6. In this case according to the counsel for the petitioner-P. W. 1 herein. the appellate court had overlooked the material evidence in convicting some of the accused only under Section 323 I. P.C. instead of confirming the conviction of all the accused under Sections 148 and 307. In addition to the above, he has filed a petition to summon the Radiologist and examine him here and has relied on the decision in Raieswar Prasad v. State of west Bengal AIR 1965 S.C. 1887 : (1965) (2) Cri LJ 817 This is a decision that deals with the powers of the appellate court on an appeal filed against an acquittal, but not with the powers of the High Court in revision. It is not open to the High Court sitting in revision to fill up the lacuna in the prosecution case by allowing the examination of witnesses who should have been examined by the prosecution in the lower court.
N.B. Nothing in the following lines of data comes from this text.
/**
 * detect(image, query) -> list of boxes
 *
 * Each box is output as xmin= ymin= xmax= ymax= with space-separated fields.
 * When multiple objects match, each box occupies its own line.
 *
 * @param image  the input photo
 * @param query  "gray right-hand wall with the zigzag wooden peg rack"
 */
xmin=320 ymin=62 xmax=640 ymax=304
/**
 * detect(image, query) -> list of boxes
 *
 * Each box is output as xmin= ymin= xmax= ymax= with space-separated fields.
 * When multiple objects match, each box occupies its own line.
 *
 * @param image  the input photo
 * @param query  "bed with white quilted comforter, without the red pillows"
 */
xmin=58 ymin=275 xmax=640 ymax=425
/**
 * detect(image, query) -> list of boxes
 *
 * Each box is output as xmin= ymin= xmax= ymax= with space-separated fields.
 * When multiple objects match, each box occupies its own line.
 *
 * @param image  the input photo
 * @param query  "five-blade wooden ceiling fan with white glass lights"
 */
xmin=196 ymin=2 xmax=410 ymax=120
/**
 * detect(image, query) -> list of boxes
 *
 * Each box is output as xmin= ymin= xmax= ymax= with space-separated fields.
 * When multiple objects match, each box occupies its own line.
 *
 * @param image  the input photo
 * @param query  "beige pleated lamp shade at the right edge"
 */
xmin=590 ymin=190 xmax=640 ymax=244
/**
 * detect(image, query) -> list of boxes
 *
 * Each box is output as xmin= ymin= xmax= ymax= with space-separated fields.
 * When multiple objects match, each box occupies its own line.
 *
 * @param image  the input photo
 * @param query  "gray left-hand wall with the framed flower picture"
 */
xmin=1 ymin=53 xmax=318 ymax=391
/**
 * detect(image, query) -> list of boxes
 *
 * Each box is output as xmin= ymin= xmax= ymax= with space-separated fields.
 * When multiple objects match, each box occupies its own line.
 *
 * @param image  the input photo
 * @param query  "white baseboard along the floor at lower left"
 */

Even the Sessions Judge has dealt with the case on the evidence before him and as the doctor who examined P. W. 1 only stated that there was suspected fracture and as the evidence of the Radiologist who took the X-Ray photographs was absent, the Sessions Judge chose to find that a case of grievous hurt has not been established. This is a question of appreciation of evidence and not a question of overlooking the material evidence in the case. Even with regard to the other evidence, the Sessions Judge has gone into the merits of the case and discussed it fully. It may at best amount to a wrong appreciation of evidence and cannot be styled as overlooking material evidence. As stated already, this Court cannot interfere in revision with an order of acquittal unless there is a glaring defect in the procedure adopted or there is a manifest error on a Point of law and consequently there was a flagrant miscarriage of justice. It cannot be said that the lower court's judgment suffers from any of the above infirmities warranting any interference with the acquittal of A-2. A-4 to A-ll. and A-14 to A-16 of all the charges and A-l A-3, A-12 and A-13 of the charges under Sections 148 and 307 and convicting them under Section 323 I. P.C. only.
7. This petition, therefore, fails and is dismissed.